Bulu, Boğaziçi Üniversitesi’ne atanma yoluyla gelen ilk rektör değildi ama daha önceki rektöre karşı böyle bir tepki olmamıştı.
Tepkiler yöntem kadar liyakate de yönelikti.
Bulu, siyasi bir kişilikti.
Boğaziçi’nin kendi geleneksel öğretim üyesi kriterlerini karşılamıyordu.
Benim gördüğüm kadarı ile tepkiler atamadan çok kimin atandığına ilişkindi.

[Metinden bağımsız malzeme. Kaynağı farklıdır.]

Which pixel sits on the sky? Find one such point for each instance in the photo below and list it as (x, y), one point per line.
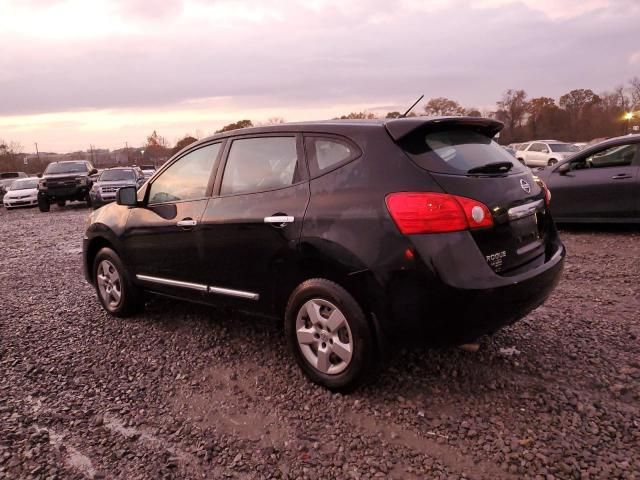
(75, 73)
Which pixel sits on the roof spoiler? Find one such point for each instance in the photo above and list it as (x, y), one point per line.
(400, 128)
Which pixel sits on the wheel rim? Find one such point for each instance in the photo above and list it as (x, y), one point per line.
(324, 336)
(109, 284)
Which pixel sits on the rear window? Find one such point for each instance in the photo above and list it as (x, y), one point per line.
(117, 175)
(67, 167)
(456, 151)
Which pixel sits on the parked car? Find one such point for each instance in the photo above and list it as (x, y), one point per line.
(110, 181)
(7, 178)
(357, 233)
(23, 192)
(148, 170)
(599, 184)
(65, 181)
(545, 152)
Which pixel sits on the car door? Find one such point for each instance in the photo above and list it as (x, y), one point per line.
(600, 185)
(252, 227)
(161, 237)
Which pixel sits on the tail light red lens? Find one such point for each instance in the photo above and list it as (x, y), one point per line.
(426, 212)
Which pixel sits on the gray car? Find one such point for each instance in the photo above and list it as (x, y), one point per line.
(111, 180)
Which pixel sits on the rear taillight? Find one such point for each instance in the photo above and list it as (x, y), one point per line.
(422, 212)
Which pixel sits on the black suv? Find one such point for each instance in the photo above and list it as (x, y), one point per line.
(62, 181)
(355, 232)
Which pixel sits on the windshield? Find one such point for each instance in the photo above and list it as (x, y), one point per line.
(67, 167)
(563, 147)
(24, 184)
(116, 175)
(456, 151)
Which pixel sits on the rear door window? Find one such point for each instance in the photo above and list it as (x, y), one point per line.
(457, 151)
(261, 163)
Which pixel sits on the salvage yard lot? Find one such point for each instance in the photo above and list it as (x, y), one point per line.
(183, 391)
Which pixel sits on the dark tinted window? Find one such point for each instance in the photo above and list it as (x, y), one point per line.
(117, 175)
(325, 153)
(563, 147)
(187, 178)
(611, 157)
(457, 151)
(256, 164)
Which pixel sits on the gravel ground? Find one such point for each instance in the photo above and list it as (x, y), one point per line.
(183, 391)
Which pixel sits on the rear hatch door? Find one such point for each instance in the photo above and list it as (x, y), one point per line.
(464, 160)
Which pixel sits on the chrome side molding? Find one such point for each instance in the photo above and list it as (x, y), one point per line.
(199, 287)
(234, 293)
(172, 283)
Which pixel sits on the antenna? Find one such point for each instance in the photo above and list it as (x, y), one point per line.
(411, 107)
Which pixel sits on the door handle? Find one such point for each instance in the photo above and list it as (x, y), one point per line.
(187, 223)
(279, 220)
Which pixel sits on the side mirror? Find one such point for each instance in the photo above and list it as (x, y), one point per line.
(127, 196)
(564, 168)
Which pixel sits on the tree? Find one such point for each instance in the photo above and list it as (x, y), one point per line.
(442, 107)
(183, 142)
(512, 109)
(236, 125)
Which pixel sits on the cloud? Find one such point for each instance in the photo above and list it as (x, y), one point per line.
(294, 56)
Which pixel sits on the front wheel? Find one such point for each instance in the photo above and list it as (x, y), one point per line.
(329, 335)
(43, 204)
(115, 291)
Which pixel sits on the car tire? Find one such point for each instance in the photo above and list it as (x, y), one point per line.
(43, 204)
(329, 336)
(117, 294)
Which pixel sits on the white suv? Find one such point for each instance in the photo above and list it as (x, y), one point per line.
(542, 153)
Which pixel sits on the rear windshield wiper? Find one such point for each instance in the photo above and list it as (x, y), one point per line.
(494, 167)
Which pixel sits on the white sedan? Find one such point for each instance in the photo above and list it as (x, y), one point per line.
(22, 193)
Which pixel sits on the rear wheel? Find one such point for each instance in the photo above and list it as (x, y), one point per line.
(328, 335)
(113, 285)
(43, 204)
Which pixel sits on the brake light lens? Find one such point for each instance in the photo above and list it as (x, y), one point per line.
(426, 212)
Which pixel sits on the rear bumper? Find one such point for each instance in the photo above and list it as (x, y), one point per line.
(456, 297)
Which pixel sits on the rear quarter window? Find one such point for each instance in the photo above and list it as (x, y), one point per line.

“Dünyanın başka ülkelerinde de saygın pek çok üniversite rektörünü atama yoluyla getiriyor” diyenler vardı.
Doğru, saygın, başarılı pek çok üniversitede rektörler atama yoluyla geliyor ama onları atayanlar siyasetçiler değil, o üniversitelerin kurulları ya da mütevellileri oluyordu.
Sonuçta tepkiler dinmedi.
Atamayı yapanlar ısrar etti.
Bulu da koltuğa oturma hevesinden vazgeçmedi.
Dün gece öğrencilere sert bir müdahale gerçekleşti.
Bu arada Bulu da öğretim üyeleri arasındaki dayanışmayı kıran iki kişi bulup, günler sonra yardımcısını ve danışmanını atadı.
İlginçtir onlardan biri de, aynen Bulu gibi siyasi bir kişilik, DEVA Partisi kurucusu çıktı.
Sonunda zorla olsa Bulu o koltukta oturur.
Öğrenciler polis gücü ile ezilir.
Medya gücü ile haksız hale getirilir.
En zorlu dönemlerde bile kendi içindeki, öğrenciler arasındaki fikir barışını bozmamış üniversite Türkiye’nin geri kalanına benzetilir.
Ama Melih Bulu isimli “atama rektör” bu işten kazançlı çıkmaz.
Üniversitenin tarihine bu lekeyle geçer
“Bu üniversiteyi ilk yüze sokacağım” diye geldiği kampüse, “Bu üniversiteye yıllar sonra polis sokan” adam olarak günü geldiğinde bir kenara atılır.
NOT: Bu arada Melih Bulu, “İlk yüze sokamazsın” bahis teklifime yanıt vermedi.